Kepala Bea Cukai Batam Rizal mengatakan penyelundupan itu berhasil digagalkan di Pulau Panjang, Karimun, Kepulauan Riau.
Barang bukti berupa 80 kotak berisi 795 ribu benih lobster berhasil diamankan. Sementara dua orang yang diduga pelaku penyelundupan melarikan diri dengan cara melompat ke laut.
Baca Juga: Polda Kepri Gagalkan Penyelundupan Anak Buaya dan Benih Lobster
“Rilis penangkapan 795.000 ekor. Nilai barang ini sekitar Rp90 miliar, dan tersangka saat proses pengerjaan lompat ke laut dan melarikan diri,” ujar dia, Kamis 22 Agustus 2024.
Pengungkapan kasus ini berawal dari informasi masyarakat yang menyebut ada penyelundupan benih lobster yang melintas di daerah tersebut.
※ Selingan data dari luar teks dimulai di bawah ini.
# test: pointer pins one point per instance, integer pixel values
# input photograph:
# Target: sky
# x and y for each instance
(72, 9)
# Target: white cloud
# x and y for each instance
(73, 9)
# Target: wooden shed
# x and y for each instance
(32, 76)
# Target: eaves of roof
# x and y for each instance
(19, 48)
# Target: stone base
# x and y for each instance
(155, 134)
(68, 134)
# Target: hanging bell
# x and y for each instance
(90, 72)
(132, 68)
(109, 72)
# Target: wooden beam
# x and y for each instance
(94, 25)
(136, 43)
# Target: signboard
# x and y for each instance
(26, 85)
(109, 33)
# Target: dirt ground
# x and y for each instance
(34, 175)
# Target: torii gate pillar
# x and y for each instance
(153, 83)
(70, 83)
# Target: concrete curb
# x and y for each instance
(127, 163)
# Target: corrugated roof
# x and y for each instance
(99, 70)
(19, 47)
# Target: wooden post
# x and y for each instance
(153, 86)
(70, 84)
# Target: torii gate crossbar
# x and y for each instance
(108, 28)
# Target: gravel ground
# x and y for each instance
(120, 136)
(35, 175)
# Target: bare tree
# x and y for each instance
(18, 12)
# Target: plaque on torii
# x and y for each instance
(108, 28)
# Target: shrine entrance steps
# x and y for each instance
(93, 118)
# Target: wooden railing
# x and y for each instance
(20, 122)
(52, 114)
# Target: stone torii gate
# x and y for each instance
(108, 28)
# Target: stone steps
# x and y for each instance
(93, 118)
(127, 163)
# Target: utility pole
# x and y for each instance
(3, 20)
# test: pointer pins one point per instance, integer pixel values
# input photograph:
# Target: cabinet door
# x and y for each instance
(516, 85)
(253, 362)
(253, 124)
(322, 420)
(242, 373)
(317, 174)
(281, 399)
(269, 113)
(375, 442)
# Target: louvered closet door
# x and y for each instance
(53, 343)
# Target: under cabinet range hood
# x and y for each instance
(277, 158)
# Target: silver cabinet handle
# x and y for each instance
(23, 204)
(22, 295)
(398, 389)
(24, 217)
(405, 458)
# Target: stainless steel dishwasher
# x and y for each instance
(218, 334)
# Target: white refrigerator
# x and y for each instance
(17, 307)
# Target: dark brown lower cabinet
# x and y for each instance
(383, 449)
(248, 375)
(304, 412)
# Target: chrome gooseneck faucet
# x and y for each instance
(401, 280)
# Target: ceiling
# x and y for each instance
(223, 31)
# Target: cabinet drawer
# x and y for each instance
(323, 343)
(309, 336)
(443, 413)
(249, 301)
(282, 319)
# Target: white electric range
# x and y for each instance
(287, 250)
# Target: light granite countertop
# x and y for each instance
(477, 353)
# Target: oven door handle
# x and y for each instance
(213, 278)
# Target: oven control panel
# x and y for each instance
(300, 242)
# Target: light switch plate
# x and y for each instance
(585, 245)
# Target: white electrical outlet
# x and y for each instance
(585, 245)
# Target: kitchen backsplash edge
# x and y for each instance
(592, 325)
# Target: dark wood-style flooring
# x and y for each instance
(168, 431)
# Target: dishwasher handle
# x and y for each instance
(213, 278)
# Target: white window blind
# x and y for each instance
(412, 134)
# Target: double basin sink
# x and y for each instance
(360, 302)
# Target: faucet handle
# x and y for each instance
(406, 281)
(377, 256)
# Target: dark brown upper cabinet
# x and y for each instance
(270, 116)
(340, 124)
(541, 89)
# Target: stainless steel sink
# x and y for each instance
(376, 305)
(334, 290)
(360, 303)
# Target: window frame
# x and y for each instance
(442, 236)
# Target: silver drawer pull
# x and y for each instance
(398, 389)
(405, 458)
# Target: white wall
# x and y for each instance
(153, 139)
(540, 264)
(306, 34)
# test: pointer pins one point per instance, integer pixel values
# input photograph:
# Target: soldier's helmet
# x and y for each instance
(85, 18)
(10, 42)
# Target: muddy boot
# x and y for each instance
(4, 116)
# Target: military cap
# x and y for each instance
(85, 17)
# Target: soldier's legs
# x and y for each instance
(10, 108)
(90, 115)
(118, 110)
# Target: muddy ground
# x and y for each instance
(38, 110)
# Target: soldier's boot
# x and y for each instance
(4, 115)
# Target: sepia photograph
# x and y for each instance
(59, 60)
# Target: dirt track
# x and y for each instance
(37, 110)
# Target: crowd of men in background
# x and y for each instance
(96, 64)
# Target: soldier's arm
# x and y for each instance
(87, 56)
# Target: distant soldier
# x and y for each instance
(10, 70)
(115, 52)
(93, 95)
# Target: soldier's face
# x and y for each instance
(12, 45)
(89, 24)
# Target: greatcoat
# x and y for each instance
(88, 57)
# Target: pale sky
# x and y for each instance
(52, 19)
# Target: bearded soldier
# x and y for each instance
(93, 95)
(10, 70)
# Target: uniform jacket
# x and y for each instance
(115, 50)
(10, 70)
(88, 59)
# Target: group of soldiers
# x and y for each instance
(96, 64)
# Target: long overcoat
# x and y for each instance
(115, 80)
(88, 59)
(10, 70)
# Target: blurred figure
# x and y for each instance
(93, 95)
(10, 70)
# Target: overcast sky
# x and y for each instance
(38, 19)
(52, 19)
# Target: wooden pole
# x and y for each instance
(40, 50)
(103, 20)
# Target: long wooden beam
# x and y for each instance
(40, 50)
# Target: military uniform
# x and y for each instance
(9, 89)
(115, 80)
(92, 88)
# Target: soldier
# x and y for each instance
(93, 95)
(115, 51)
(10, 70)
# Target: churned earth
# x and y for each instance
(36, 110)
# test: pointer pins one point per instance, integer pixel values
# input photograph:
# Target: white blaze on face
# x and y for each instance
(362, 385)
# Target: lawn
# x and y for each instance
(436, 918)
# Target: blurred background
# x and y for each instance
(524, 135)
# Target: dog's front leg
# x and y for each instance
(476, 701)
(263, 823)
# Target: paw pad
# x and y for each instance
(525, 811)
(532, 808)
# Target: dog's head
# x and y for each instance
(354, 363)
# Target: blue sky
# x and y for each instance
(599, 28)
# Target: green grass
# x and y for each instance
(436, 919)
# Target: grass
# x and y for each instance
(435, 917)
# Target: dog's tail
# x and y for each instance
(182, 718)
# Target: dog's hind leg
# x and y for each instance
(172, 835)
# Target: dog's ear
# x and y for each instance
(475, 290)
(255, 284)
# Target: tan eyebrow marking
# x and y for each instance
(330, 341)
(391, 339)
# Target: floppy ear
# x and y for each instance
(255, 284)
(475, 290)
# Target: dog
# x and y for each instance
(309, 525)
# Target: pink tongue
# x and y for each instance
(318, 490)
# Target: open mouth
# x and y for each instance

Berdasarkan informasi itu pihaknya kemudian berkoordinasi dengan PSDKP dan Bea Cukai Karimun.
“Sempat terjadi aksi kejar-kejaran, sampai akhirnya pelaku mengandaskan kapalnya ke karang dan melompat ke laut. Dari arah haluan, kapal mengarah ke negara tetangga, yang pasti seluruh barang ini akan dibawa keluar Indonesia,” kata dia.

Plt Dirjen PSDKP Ipunk Nugroho menambahkan, benih lobster hasil tangkapan itu akan dilepaskan di perairan Galang, Batam, Jembatan 6. Sementara sisanya akan coba dibudidayakan. .
“Jenisnya ada lobster pasir sebanyak 78.700 ekor dan jenis mutiara sebanyak 12.300 ekor,” katanya.